Лет тому с десяток сидели мы в тверской деревне моей с добрыми соседями в саду, под навесом (а у меня вокруг дома сделан широкий навес, сажени в три), пили чай не торопясь, курили трубки и балагурили. Беседа подошла к народному говору, который различается так резко и ясно для привычного уха не только в разных губерниях и уездах, но даже иногда в близких, соседних полосах. Разве лихо возьмет литвина, чтоб он не дзекнул? Хохол у саду (в саду) сидит, в себя (у себя) гостит; и по этому произношению, как и по особой певучести буквы о, по надышке на букву г, вы легко узнаете южного руса; курянин ходить и видить; москвич владеет и балагурит, владимирец володает и бологурит; но этого мало: в Ворсме говорят не так, как в селе Павлове, и кто наострит ухо свое на это, тот легко распознает всякого уроженца по местности.[1]

– Не совсем я на это согласен, – сказал один из гостей моих, – воля ваша, а вы опять сели на своего конька. Другие поддерживали моего противника: они соглашались, что у нас есть различие в говоре по губерниям или, вернее, по полосам, что особенно реки обозначают пределы этих наречий, но утверждали притом, что по говору нельзя определить верно даже губернии, не только округа, что произношение в народе нашем какое-то общее, грубое, с небольшими оттенками, под Москвой на а, под Костромой на о, но вообще довольно неопределительное, шаткое, произвольное, что к нему нельзя примениться и нельзя сделать по нем никаких верных заключений. Мнение это они подкрепляли еще тем, что, например, в Шенкурске находим почти белорусское произношение, а в Новгородской губернии весьма близкое к малорусскому, но что при всем том собственно в Великороссии все говоры эти сливаются более в один, и в этом одном оттенки не довольно значительны и точны.

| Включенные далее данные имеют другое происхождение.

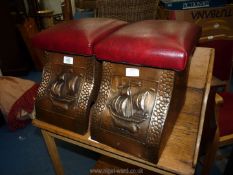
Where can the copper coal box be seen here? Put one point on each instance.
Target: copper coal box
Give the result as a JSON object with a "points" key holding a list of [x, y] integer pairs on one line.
{"points": [[69, 85], [136, 108], [144, 75], [70, 82]]}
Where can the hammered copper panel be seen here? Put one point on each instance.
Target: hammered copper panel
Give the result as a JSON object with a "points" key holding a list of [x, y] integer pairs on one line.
{"points": [[67, 91], [130, 113]]}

На дворе пробежал дождичек, и опять проглянуло солнце; дорожки в саду были усыпаны каким-то илистым песком и сделались скользкими. Плотник, идучи мимо нас с доской – я строил беседку, – поскользнулся и чуть было не упал; я оборотился к нему и спросил:

– Что ты?

– Ничего, – отвечал он, прибавив к этому еще одно только слово, оправился, отряхнулся и пошел далее.

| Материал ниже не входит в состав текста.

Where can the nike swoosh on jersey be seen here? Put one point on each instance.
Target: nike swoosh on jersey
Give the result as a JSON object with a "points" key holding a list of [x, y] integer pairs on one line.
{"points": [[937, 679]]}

– Поверите ли вы мне на слово, господа, – сказал я, – что два плотника, которые у меня работают со вчерашнего дня, наняты в помощь моим не мною, что я их не видал, не говорил с ними доселе ни слова и что вот теперь, при вас, первый раз слышу, какой у этого человека голос?

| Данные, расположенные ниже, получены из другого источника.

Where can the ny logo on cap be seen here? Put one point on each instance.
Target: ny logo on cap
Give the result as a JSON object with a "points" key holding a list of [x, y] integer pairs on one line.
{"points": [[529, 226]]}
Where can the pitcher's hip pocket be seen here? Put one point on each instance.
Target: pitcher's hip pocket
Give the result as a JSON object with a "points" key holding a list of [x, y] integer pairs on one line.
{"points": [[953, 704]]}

– Коли вы говорите это, то поверим, – отвечали те, – почему ж нет?

– Ну, вы слышали, что он мне отвечал; скажите ж мне, откуда он?

Один недослышал, другие уверяли, что плотник отвечал только: «Ничего, скользко», и не брались вывести из этого никакого заключения.

– Это новгородец, – сказал я, – держу какой хотите заклад, и притом из северной части Новгородской губернии. А почему? Да потому что он сказал не скольско, а склёзко.

Пошли и спросили – вышло так.

Гости мои посмеялись этому случаю, потом начали подшучивать и наконец, по врожденному в нас духу сомнения, стали намекать, что едва ли я не подшутил над ними насчет моего знания народных наречий; они считали невероятным, чтоб я не знал, откуда пришли ко мне в дом плотники, а также не совсем похожим па дело, чтоб по одному слову склёзко узнать северного новгородца.

– Воля ваша, господа, – сказал я, – но мне случалось это уже не десять раз и на веку моем, и я очень редко ошибался. Впрочем, я соглашусь в том, что собственно говор или произношение вернее указывает нам родину, чем то или другое слово, но иногда именно одного только слова достаточно, чтоб решить вопрос.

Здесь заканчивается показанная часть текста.